First responders, police officers, and educators from our state attended a workshop on Human Trafficking and related issues. West Virginia Intelligence Fusion Center and the Department of Homeland Security hosted the event.
Those who attended the event included everything from city police officers and undercover detectives to authors and teachers. Attendees learned what to look for in their investigations, and in the community, to see if human trafficking is involved.
The actual learning material isn't available to the public and press. The Director of the WV Intelligence Fusion Center, Tom Kirk, said it's for good reason.
"The reason why this is a closed meeting," started Kirk. "Is because we're teaching police officers that, but a lot of that we're not putting out to the general public because then the traffickers would correct those little things that we look for. Those red flags."
A good anti-trafficking response requires awareness of the problem.
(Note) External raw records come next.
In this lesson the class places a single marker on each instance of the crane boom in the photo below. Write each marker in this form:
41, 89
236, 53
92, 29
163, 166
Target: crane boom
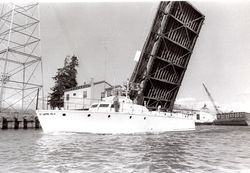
211, 98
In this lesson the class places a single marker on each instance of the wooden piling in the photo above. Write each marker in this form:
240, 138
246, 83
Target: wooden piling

West Virginia has incoming signals that human trafficking is happening here. According to the National Human Trafficking Resource Center in Washington D.C., there were more than 50 phone calls, and eight online tips made in West Virginia to the center in 2013.
It's definitely happening in West Virginia," said Lara Powers from Polaris and the Program Specialist at the NHTRC. "It's one of our lower call volumes. However, all of the surrounding states have a lot of activity so that can give you an idea of those stats being a representation of awareness of the hotline number and awareness of the issue. The cases we do have involve sex trafficking of minors, sex trafficking of adults."
Labor trafficking exploitation calls have also come in from around the state.
Both the Fusion Center and the NHTRC say if you notice any suspicious activity, even if it isn't illegal, report it to either of their hotline phone numbers.